Wednesday, April 25, 2012

Review- Morbius: The Living Vampire Nos. 9-15 and Nightstalkers No. 9


Morbius: The Living Vampire Nos. 9-15 and Nightstalkers No. 9 (Marvel, cover dates May- November, 1993)

Writer: Gregory Wright (Morbius 9-15)

Artists: Ron Wagner (Penciler- Morbius Nos. 9-14), Mike Witherby (Inker- Morbius Nos. 9-12), Don Heck (Inker- Nightstalkers No. 9), Andrew Pepoy (Inker- Morbius Nos. 13-15), and others

My God the '90s sucked for comic books. Issue 9 was part two of a three part crossover with Dr. Strange Nos. 52 and 53. Issue 10 is Part one of a four part crossover with Nightstalkers, which continues in Nightstalkers No. 8 (which I also don't have), but at least I have Issue 11 as well as Nightstalkers No. 9. Issue 12 was part four of the Midnight Massacre crossover event. Collecting this series via back issues is frustrating and aggravating, as you often don't know which issue continues into which one until you are reading it. You would literally have to sit there on the Internet and map out a reading/buying order. I know that I wish that I would have.

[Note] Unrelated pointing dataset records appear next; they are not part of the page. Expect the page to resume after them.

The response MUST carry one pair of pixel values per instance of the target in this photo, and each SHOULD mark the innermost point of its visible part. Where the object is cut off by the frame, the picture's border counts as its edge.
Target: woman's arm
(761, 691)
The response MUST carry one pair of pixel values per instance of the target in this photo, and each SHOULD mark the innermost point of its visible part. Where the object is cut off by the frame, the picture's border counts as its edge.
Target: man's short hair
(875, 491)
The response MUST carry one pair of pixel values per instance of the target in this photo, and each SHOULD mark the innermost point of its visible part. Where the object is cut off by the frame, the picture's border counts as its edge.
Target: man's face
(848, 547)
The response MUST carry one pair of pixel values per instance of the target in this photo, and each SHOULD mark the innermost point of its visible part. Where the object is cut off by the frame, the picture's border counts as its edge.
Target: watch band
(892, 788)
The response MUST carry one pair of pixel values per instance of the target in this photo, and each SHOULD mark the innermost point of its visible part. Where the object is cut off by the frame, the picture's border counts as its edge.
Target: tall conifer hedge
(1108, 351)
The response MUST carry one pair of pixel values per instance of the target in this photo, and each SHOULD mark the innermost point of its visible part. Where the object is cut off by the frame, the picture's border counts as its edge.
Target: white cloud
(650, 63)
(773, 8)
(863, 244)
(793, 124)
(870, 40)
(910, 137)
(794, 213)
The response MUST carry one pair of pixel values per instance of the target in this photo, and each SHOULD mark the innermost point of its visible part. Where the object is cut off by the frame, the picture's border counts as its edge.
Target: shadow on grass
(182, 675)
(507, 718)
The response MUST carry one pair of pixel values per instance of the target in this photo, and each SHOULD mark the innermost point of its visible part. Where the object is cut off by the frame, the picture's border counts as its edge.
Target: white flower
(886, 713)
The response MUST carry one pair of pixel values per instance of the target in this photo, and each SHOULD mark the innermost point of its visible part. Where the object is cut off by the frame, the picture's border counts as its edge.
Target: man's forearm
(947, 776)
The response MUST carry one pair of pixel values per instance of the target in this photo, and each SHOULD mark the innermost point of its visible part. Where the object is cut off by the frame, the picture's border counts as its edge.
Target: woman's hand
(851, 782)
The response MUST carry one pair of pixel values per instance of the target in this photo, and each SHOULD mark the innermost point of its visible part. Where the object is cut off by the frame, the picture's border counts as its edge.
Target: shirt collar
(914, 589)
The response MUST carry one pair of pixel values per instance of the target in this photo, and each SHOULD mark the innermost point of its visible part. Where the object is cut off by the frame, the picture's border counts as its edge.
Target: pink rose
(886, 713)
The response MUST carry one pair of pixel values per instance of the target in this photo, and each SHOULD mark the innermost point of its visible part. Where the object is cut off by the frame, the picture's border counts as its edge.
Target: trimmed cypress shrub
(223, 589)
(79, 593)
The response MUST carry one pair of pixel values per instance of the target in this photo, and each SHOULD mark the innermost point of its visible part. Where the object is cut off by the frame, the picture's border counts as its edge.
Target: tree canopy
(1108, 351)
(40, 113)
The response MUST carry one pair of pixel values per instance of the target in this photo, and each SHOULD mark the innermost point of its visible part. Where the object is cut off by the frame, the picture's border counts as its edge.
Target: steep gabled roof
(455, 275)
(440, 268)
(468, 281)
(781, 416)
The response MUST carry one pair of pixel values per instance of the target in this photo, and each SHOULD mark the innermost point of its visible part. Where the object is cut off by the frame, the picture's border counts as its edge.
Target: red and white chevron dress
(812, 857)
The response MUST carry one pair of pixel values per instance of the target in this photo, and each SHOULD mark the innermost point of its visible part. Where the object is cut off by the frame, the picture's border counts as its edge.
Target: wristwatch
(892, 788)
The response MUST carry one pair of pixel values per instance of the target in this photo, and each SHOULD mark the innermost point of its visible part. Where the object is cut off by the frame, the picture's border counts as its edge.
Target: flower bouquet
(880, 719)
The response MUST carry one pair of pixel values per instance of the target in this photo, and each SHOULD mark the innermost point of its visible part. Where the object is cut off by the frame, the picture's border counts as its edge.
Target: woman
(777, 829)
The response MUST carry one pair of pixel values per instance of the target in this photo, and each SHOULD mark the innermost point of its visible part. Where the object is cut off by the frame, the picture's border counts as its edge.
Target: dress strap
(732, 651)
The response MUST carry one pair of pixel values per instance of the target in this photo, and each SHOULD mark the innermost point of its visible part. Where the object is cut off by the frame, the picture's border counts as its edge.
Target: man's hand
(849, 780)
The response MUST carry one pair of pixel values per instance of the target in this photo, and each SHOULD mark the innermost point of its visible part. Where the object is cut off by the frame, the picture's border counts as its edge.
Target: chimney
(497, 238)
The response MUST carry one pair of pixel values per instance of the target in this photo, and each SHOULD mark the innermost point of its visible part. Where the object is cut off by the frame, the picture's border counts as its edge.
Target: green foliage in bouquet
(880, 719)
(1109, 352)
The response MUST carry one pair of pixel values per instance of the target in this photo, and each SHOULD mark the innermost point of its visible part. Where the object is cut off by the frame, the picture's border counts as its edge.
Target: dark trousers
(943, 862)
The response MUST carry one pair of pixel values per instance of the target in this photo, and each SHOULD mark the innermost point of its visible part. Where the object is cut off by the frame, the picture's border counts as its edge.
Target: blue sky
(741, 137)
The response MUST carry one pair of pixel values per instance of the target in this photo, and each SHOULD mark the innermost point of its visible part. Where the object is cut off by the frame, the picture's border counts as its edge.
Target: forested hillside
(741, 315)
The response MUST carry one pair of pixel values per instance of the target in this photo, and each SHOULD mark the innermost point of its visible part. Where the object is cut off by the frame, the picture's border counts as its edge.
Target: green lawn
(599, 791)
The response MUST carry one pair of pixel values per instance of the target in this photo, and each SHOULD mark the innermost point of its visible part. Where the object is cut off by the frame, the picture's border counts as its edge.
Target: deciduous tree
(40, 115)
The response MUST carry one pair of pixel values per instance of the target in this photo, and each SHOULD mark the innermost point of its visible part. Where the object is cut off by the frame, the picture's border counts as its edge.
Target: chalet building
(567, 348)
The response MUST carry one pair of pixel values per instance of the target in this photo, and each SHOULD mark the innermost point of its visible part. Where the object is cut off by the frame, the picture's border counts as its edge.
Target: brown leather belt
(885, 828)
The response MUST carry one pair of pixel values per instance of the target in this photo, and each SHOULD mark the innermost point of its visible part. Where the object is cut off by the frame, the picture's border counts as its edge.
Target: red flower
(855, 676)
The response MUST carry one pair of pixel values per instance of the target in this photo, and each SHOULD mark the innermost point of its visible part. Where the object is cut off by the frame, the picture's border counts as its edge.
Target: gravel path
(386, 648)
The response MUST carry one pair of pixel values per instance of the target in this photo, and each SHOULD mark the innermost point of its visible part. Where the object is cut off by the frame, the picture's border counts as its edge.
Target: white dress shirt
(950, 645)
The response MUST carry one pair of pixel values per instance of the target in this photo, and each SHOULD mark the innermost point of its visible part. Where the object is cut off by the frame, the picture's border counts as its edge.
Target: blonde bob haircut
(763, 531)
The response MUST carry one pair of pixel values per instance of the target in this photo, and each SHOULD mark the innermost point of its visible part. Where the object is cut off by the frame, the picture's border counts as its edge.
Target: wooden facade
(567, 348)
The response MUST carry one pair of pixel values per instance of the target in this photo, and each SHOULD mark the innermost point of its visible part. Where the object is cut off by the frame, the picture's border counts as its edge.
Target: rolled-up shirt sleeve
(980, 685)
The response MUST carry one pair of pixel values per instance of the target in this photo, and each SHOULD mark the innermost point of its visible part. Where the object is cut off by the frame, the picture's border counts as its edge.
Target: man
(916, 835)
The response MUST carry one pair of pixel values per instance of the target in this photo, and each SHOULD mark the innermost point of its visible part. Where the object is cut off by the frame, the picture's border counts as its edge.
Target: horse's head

Len Kaminski left the title, and the writing quickly goes south. I can forgive the dated nature of older comic books, even crappy dated stuff that the '90s brought us, but crappy writing is always crappy writing, regardless of when it was written. The artwork also begins to suffer, as co-pencilers and co-inkers are brought in, and after issue 12 the original art team of Ron Wagner and Mike Witherby is done. Witherby's replacements are all substandard, the result of the deluge of titles being offered from all publishers at this time stretching good creators too far. Many of the pros who worked on comics in this time frame couldn't get hired today because the industry has contracted so much. 


Morbius becomes closer to an undead vampire in these issues. The further he descends, the cheesier it gets. I cringe in fear of what the next 17 issues will bring. Like I stated in my review of the first eight issues, at least these were all dirt cheap as back issues. The sad thing is that I would happily snap up this dreck in a trade paperback or, better yet, an Omnibus hardcover. 


My love for Morbius goes all the way back to my early years, beginning with Peter Parker, The Spectacular Spider-Man No. 38, which my Mom bought for me at Farmer Jack back in the Fall of 1979. I was 6 years old, and I still own that issue. When I campaign for Morbius collections, I am normally thinking about the '70s Adventures Into Fear run and Vampire Tales (which we thankfully have in those weird sized “graphic novel” trade paperbacks). It has also been nice to see Morbius appear in The Amazing Spider-Man and Marvel Team-Up Marvel Masterworks hardcovers.

Sorry kids, but there is no OCD zone for single issue comic books. Oh, all right...I like the slightly thicker pulp paper used during this time. There!